One migraine-risk A allele — intermediate migraine susceptibility with mixed vascular risk profile

You carry one A allele and one G allele at rs9349379. About 47% of people globally share this heterozygous genotype. Each A allele additively increases migraine risk at this locus: as a heterozygote you sit at an intermediate level between the GG (protected) and AA (highest risk) genotypes. The PHACTR1 locus is one of the strongest migraine signals in the genome, with rs9349379 reaching P ≈ 1×10⁻⁴⁷ in a study of over 100,000 migraine cases. Your single A allele also confers modest elevated risk of fibromuscular dysplasia and cervical artery dissection compared to GG individuals, while your single G allele partially offsets the A-allele's protective effect on coronary artery disease.

AA high_risk

Two migraine-risk A alleles — highest migraine susceptibility at this locus, with increased risk of cervical artery dissection and fibromuscular dysplasia

You carry two A alleles at rs9349379 in PHACTR1. About 38% of people globally share the AA genotype, making it the most common genotype at this locus.
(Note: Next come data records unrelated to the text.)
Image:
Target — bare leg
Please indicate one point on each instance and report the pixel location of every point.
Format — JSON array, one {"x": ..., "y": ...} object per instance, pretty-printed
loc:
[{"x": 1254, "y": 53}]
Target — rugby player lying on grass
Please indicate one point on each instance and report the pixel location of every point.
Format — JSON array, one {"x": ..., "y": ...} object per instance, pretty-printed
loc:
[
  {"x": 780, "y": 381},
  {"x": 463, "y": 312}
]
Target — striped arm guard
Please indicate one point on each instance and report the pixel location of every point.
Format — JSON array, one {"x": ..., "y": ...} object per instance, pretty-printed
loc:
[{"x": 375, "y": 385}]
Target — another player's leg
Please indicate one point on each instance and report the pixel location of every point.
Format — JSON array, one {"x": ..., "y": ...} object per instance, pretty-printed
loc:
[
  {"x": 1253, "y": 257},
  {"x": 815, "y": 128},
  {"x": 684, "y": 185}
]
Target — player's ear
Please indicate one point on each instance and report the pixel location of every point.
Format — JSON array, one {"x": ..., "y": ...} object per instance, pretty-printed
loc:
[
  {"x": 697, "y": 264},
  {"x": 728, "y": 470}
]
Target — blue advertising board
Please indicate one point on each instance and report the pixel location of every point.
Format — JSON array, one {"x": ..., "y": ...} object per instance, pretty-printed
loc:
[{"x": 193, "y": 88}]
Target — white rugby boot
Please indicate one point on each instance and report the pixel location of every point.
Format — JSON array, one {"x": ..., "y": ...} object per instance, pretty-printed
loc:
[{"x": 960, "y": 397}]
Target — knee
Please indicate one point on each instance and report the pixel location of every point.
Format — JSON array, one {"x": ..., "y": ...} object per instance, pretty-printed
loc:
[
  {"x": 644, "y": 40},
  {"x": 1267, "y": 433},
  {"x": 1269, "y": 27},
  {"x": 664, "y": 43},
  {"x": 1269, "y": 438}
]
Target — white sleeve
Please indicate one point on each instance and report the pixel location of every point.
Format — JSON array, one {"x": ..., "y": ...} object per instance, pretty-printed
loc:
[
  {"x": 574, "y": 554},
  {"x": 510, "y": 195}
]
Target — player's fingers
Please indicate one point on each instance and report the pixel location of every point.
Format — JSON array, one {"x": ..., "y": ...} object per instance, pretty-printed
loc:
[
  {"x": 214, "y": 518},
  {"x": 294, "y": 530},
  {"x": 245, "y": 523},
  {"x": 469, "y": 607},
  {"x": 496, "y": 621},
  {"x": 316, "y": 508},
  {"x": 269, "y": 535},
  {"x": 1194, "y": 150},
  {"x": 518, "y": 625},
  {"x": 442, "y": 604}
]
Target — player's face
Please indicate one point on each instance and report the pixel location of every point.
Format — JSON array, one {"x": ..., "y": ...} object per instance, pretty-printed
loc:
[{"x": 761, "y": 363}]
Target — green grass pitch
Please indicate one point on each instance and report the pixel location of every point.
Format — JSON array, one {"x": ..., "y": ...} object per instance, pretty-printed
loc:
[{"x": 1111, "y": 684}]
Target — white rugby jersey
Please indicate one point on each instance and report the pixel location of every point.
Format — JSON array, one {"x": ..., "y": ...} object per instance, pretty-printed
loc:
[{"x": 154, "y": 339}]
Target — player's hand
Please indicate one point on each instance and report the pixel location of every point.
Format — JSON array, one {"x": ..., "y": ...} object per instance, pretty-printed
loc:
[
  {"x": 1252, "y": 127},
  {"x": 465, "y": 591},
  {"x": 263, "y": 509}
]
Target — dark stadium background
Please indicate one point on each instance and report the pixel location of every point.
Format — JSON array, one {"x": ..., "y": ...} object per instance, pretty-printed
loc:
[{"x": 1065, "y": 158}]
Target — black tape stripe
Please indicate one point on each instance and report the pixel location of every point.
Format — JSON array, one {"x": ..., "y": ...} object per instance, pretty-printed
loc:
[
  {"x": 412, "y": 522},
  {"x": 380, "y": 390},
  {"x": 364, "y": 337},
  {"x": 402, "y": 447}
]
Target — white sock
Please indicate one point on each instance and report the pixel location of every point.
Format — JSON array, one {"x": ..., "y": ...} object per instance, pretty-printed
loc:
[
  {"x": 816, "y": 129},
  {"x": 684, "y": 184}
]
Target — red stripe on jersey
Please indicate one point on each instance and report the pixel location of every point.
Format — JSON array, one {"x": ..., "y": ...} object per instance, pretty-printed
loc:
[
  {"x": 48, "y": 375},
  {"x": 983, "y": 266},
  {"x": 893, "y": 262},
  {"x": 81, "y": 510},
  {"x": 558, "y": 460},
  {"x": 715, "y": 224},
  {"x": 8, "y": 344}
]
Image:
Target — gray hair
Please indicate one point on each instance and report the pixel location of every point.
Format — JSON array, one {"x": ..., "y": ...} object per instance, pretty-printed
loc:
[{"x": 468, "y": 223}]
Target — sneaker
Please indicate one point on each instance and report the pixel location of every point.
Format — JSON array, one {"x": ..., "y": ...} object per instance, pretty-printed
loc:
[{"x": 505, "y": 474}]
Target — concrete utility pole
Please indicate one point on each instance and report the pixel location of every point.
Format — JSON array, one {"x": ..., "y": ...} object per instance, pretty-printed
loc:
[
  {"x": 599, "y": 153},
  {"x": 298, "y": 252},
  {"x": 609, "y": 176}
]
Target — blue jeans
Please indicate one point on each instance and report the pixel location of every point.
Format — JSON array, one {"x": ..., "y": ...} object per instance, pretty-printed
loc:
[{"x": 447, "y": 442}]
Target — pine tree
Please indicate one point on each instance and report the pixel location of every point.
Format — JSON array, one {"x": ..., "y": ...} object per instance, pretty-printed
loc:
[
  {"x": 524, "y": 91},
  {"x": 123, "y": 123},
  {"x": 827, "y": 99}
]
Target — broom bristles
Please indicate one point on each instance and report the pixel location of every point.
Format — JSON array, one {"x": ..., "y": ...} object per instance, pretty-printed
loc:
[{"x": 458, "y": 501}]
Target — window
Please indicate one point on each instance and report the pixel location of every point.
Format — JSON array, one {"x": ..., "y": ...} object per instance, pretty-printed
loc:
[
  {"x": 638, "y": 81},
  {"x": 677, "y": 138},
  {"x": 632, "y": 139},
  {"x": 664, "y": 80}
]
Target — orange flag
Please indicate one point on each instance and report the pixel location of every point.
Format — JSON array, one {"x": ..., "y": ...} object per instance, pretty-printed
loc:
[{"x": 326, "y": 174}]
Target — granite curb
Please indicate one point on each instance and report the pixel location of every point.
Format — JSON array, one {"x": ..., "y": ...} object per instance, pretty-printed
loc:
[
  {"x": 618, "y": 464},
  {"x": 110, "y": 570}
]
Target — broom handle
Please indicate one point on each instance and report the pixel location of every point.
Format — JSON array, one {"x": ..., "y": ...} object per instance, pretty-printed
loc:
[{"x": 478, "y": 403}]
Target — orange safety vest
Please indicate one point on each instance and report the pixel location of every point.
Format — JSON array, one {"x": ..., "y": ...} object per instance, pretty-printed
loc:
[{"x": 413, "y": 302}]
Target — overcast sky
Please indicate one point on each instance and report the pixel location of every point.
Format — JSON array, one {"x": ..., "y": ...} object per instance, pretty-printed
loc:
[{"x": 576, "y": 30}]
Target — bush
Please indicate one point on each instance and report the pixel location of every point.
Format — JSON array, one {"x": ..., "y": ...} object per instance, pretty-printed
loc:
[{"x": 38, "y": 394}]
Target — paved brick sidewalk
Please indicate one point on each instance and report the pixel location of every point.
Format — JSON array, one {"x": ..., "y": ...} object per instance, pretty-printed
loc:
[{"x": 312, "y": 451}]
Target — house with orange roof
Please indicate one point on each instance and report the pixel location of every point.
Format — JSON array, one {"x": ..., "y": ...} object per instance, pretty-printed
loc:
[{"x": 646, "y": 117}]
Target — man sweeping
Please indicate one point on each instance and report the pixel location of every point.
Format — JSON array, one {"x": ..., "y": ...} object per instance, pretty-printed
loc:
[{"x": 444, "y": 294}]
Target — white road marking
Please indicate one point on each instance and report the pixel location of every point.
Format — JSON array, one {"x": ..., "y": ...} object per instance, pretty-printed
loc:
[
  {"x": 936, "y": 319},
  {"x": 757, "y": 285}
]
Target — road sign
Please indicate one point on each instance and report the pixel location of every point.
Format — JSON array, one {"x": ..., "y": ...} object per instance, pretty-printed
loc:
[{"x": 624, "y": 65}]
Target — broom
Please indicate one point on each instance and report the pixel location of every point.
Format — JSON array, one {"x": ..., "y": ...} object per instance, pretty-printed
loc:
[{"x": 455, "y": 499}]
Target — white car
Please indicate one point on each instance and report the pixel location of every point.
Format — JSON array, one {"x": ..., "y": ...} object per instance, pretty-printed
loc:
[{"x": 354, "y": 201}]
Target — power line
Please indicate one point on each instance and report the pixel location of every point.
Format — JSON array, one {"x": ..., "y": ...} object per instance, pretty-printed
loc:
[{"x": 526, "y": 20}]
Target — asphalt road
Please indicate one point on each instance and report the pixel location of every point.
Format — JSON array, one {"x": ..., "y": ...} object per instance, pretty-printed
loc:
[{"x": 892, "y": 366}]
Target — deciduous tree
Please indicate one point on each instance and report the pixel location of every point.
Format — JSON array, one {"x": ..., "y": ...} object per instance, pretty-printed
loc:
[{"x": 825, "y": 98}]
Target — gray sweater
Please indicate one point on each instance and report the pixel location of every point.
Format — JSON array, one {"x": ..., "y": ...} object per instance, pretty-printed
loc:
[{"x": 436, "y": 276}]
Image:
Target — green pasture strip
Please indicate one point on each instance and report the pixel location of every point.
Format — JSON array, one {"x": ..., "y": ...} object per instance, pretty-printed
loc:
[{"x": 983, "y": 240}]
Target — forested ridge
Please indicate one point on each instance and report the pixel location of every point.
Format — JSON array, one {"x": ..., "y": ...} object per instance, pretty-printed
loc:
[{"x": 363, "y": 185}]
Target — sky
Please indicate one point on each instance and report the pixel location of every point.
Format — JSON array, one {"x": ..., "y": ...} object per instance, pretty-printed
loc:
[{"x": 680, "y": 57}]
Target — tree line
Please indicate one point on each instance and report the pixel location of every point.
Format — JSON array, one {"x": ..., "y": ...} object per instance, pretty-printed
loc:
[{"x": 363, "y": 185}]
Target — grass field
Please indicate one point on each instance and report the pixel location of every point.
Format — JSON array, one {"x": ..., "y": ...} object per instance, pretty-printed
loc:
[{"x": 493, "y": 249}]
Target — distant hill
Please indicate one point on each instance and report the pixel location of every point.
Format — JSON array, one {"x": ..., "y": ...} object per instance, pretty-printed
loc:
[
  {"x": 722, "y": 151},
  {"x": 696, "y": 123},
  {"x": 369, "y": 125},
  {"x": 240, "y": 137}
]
However, among migraine genetic risk factors this locus is exceptional: rs9349379 is one of the top genome-wide signals in the largest migraine GWAS to date (102,084 cases, P ≈ 1×10⁻⁴⁷), and fine-mapping assigns it a posterior inclusion probability of 1.00 — meaning it is almost certainly the causal functional variant at this locus rather than a proxy for another variant. As a homozygous AA carrier, you carry the full additive dose of migraine susceptibility from this locus. The A allele is also associated with increased risk of cervical artery dissection (spontaneous tearing of neck arteries) and fibromuscular dysplasia — non-atherosclerotic vascular conditions that share the arterial-wall fragility phenotype. Paradoxically, the AA genotype is protective for coronary artery disease compared to GG carriers.